Under a new framework the Fed adopted last summer, it will no longer raise rates in anticipation of high inflation, which had been its policy for decades. Powell and other Fed officials have made clear they want to see inflation actually exceed their 2% annual inflation target — and not just briefly — before they’d consider raising rates.
They’ve set that goal so that inflation would average 2% over time, to offset the fact that it has been stuck below 2% for nearly the entire past decade. Fed policymakers favor price gains at that level as a cushion against deflation — a prolonged drop in prices and wages that typically makes people and companies reluctant to spend.
One reason Powell has said he thinks the inflation pressures building in the U.S. economy will prove temporary is that, for now, most Americans don’t expect prices to rise much in the long run.
At his news conference, Powell was asked how the Fed would respond if inflation expectations were to increase before the economy had achieved something approximating full employment.

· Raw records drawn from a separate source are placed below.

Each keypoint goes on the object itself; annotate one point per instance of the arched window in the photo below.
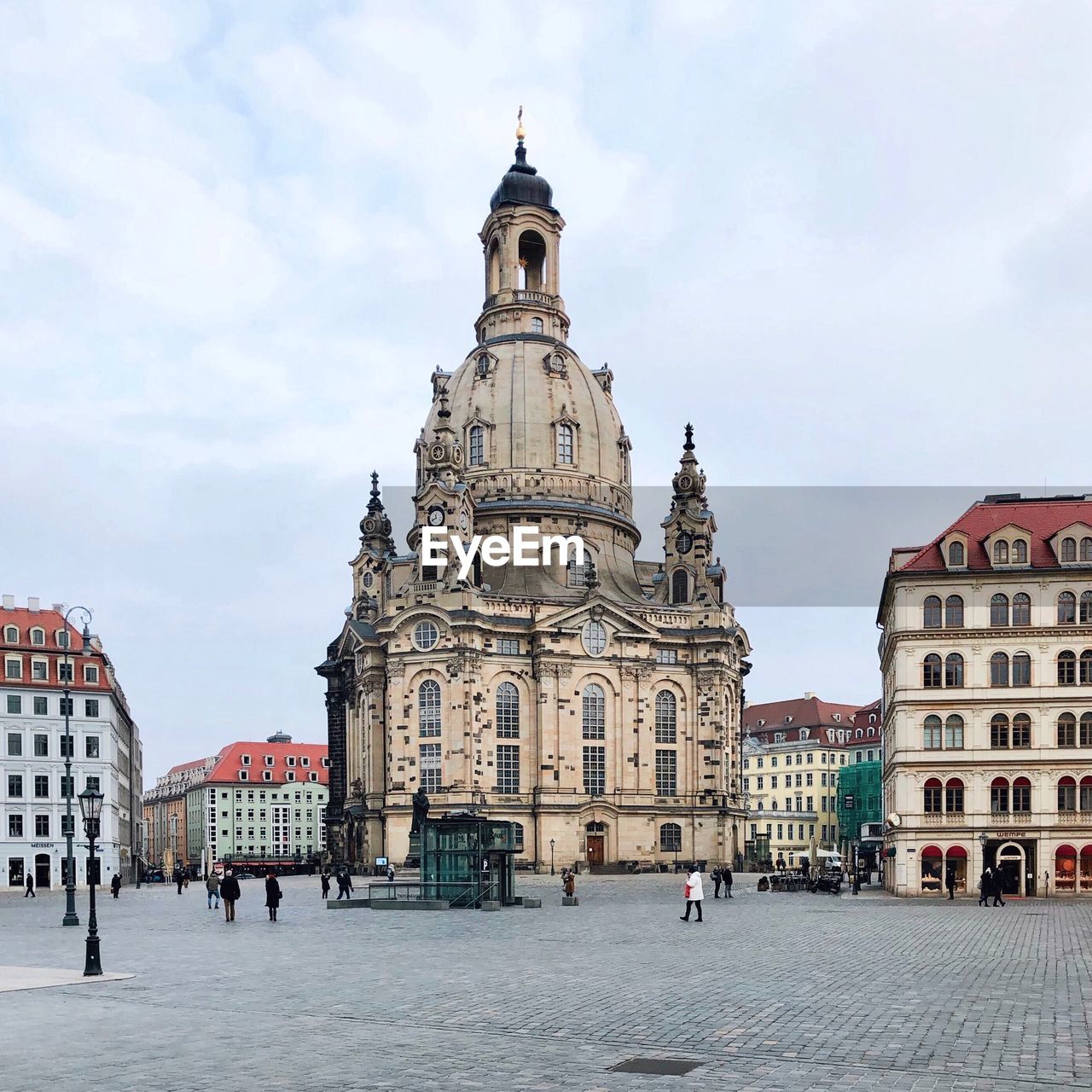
(665, 717)
(1021, 795)
(932, 671)
(932, 802)
(954, 670)
(1021, 730)
(428, 708)
(1021, 609)
(532, 256)
(931, 612)
(508, 711)
(681, 587)
(671, 838)
(594, 712)
(954, 732)
(1067, 794)
(1085, 796)
(1067, 608)
(1067, 669)
(954, 796)
(1067, 729)
(565, 444)
(478, 445)
(932, 741)
(954, 612)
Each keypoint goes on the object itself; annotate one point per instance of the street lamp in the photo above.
(90, 808)
(67, 747)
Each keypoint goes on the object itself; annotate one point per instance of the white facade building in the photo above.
(104, 741)
(987, 701)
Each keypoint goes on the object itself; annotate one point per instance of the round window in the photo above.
(425, 635)
(595, 638)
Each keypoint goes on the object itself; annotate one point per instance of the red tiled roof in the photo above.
(50, 621)
(229, 763)
(805, 713)
(1041, 519)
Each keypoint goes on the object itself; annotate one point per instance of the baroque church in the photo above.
(596, 706)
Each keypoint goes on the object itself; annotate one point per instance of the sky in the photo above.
(850, 241)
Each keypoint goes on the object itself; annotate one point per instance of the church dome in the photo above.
(522, 184)
(545, 427)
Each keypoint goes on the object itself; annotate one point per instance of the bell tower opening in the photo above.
(532, 258)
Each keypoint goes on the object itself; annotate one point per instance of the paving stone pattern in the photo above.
(779, 991)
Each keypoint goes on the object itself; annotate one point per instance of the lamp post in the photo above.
(67, 747)
(90, 808)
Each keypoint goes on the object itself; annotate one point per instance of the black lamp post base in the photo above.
(92, 964)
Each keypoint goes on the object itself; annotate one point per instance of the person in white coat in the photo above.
(694, 894)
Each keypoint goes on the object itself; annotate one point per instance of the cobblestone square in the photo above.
(781, 991)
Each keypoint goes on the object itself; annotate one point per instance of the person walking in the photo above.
(229, 892)
(694, 894)
(344, 885)
(212, 886)
(272, 894)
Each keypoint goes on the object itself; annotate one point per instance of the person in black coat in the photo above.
(272, 894)
(229, 892)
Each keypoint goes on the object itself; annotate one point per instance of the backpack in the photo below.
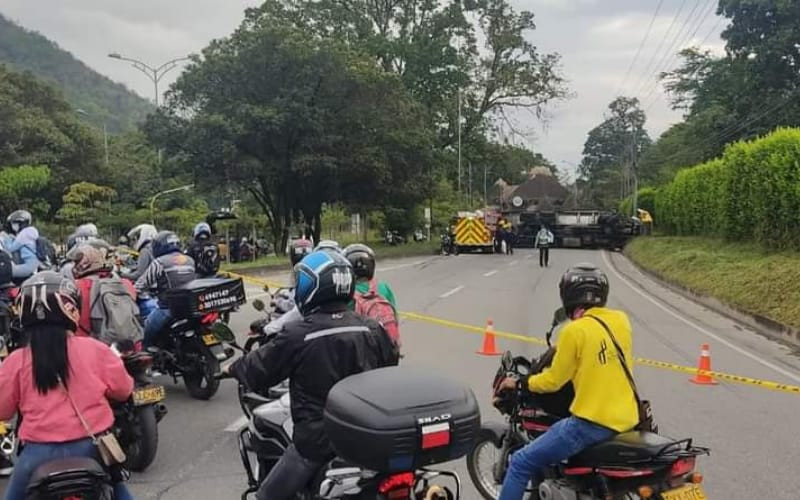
(46, 253)
(207, 259)
(373, 305)
(113, 312)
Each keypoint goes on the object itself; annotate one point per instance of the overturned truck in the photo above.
(579, 229)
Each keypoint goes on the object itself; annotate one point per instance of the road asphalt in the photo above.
(751, 431)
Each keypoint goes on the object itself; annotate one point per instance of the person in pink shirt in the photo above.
(35, 381)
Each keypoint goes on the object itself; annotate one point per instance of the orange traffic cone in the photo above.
(489, 347)
(704, 365)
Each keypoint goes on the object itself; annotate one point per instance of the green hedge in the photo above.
(752, 193)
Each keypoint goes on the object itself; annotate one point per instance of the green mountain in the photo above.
(102, 99)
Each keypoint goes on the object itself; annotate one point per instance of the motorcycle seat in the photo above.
(623, 448)
(67, 469)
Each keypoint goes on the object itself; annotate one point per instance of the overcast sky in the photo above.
(598, 40)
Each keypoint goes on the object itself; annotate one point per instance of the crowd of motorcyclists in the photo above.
(335, 321)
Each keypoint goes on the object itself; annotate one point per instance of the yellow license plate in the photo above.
(210, 339)
(688, 492)
(148, 395)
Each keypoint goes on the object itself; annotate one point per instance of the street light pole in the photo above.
(153, 73)
(155, 196)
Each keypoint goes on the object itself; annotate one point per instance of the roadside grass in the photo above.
(382, 251)
(741, 274)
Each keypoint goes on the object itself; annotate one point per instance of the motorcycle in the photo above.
(268, 433)
(72, 477)
(136, 420)
(631, 465)
(193, 345)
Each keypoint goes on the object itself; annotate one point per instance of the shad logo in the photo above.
(438, 418)
(343, 281)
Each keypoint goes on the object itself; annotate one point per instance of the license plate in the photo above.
(147, 395)
(688, 492)
(210, 339)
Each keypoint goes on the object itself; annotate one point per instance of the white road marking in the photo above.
(721, 340)
(451, 292)
(401, 266)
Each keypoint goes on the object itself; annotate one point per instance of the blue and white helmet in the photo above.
(201, 228)
(320, 278)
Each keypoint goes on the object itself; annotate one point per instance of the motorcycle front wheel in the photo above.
(200, 381)
(480, 463)
(141, 451)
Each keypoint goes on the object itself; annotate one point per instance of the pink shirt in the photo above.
(96, 375)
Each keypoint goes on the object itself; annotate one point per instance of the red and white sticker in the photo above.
(435, 436)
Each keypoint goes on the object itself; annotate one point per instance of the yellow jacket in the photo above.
(586, 355)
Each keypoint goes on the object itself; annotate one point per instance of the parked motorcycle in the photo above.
(404, 439)
(630, 465)
(193, 345)
(136, 420)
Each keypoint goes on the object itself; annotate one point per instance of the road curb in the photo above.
(759, 323)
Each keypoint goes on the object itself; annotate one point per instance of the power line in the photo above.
(639, 50)
(675, 57)
(661, 44)
(646, 82)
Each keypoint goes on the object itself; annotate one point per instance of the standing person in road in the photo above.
(170, 269)
(331, 343)
(588, 356)
(544, 238)
(39, 380)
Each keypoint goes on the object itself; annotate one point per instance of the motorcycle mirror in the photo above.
(559, 316)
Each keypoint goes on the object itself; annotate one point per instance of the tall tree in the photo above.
(612, 151)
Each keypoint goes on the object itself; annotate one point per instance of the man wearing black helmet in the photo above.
(590, 353)
(331, 343)
(170, 268)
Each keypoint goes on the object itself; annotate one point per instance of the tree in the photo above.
(40, 128)
(296, 121)
(611, 152)
(84, 202)
(23, 186)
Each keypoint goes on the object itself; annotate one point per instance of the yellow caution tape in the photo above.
(737, 379)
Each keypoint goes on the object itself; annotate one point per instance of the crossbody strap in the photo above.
(77, 412)
(621, 356)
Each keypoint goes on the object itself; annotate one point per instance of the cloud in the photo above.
(597, 39)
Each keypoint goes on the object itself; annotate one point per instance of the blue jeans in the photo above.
(565, 438)
(35, 454)
(154, 324)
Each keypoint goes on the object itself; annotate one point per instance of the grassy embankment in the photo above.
(381, 251)
(742, 275)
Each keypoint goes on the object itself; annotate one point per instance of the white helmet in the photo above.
(142, 234)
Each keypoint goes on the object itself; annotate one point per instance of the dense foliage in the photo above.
(749, 194)
(103, 100)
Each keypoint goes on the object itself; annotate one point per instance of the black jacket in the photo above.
(314, 354)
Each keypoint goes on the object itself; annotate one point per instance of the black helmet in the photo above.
(166, 242)
(362, 258)
(583, 285)
(322, 277)
(299, 249)
(18, 221)
(49, 298)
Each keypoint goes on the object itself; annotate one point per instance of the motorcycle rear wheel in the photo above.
(480, 464)
(200, 382)
(142, 451)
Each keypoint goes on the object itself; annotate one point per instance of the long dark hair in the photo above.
(48, 345)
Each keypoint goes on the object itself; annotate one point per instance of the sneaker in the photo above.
(6, 467)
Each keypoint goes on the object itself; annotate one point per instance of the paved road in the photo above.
(752, 432)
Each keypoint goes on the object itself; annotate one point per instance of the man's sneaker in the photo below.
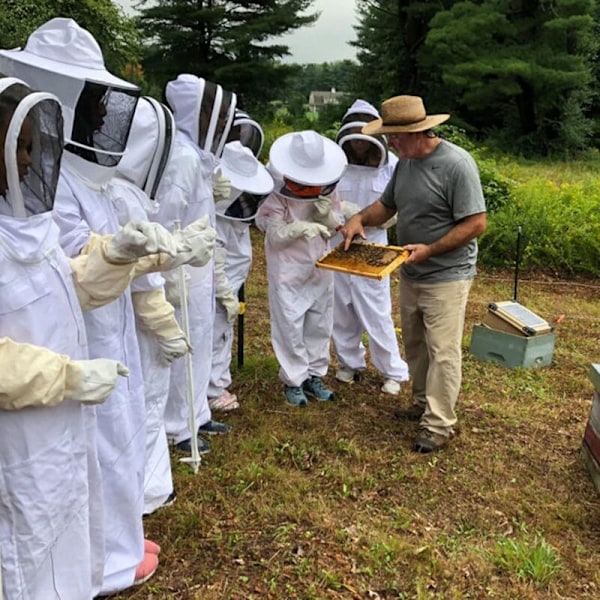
(186, 446)
(428, 441)
(391, 387)
(295, 396)
(214, 428)
(146, 568)
(346, 375)
(314, 387)
(413, 413)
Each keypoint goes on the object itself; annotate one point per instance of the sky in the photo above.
(325, 41)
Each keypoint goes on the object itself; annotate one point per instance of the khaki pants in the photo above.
(433, 317)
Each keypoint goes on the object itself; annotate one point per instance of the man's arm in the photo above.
(462, 233)
(375, 214)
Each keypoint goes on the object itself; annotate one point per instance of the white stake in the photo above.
(195, 458)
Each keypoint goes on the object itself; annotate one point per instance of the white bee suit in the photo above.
(185, 195)
(300, 294)
(234, 236)
(362, 304)
(44, 515)
(80, 209)
(133, 204)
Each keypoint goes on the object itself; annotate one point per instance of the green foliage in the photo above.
(222, 40)
(560, 224)
(535, 561)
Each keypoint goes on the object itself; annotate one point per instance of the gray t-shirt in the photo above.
(431, 195)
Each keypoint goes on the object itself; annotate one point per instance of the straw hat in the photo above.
(403, 114)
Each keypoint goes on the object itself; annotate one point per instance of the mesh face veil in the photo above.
(217, 109)
(361, 149)
(248, 132)
(32, 149)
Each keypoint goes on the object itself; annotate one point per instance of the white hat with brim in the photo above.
(62, 46)
(308, 158)
(403, 114)
(246, 173)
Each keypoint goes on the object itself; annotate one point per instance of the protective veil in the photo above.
(98, 108)
(133, 193)
(251, 183)
(203, 116)
(362, 304)
(51, 498)
(300, 295)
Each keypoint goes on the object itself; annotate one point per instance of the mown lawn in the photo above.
(330, 502)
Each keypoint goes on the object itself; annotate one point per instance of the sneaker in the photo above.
(413, 413)
(151, 548)
(186, 446)
(391, 387)
(295, 396)
(225, 402)
(214, 428)
(146, 569)
(346, 375)
(314, 387)
(428, 441)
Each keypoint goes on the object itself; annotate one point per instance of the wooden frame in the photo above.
(354, 261)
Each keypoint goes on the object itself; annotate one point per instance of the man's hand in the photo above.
(351, 229)
(418, 253)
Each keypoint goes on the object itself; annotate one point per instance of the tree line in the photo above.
(521, 74)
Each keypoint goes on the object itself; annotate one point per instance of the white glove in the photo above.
(350, 209)
(140, 238)
(221, 185)
(324, 214)
(299, 229)
(172, 287)
(174, 348)
(231, 305)
(98, 379)
(199, 240)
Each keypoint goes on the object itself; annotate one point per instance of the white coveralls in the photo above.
(132, 204)
(186, 195)
(234, 236)
(300, 294)
(79, 210)
(51, 519)
(362, 304)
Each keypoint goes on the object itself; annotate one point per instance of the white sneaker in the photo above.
(345, 374)
(391, 387)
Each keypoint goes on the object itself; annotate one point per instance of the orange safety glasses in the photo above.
(299, 190)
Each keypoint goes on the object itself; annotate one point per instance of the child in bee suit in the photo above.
(161, 340)
(98, 108)
(203, 114)
(298, 219)
(50, 504)
(250, 184)
(360, 304)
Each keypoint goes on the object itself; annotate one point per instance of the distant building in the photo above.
(318, 100)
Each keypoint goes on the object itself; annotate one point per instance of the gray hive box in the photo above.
(590, 448)
(510, 350)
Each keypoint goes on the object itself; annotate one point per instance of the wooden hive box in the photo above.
(363, 258)
(590, 448)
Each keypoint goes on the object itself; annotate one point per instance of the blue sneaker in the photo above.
(314, 387)
(295, 396)
(214, 428)
(186, 446)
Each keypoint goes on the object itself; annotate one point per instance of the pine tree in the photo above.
(223, 41)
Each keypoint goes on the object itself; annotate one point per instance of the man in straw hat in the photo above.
(436, 193)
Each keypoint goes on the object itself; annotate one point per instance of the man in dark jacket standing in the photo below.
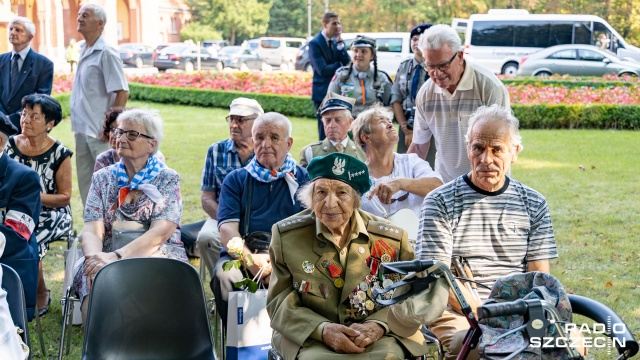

"For inflation to move up in a persistent wait that moves inflation expectations up," the chairman said, "that would take some time, and you would think it would be quite likely we would be in very strong labor markets for that to be happening."
Once expectations for inflation do rise, they can be self-fulfilling: Workers start demanding higher pay to offset expected price gains, and retailers begin raising prices to offset increased wages and supply costs. This can set off a wage-price spiral, something the United States last experienced in the late 1960s and 1970s.
Apart from inflation, the Fed’s new framework includes a sweeping definition of maximum employment that includes fully recovering the jobs lost to the pandemic, including among many people of color and low-income workers, before it even considers a rate hike. Powell has also indicated that the Fed would like the roughly 4 million Americans who stopped looking for work after being laid off in the past year to be hired before it considers tightening rates.
The Fed’s policymakers themselves have turned more optimistic about the recovery. Last month, they significantly upgraded their forecasts for growth and inflation. They estimated that the economy will expand 6.5% this year, up sharply from their previous projection in December of 4.2%. And they raised their forecast for inflation by the end of this year from 1.8% to 2.4%.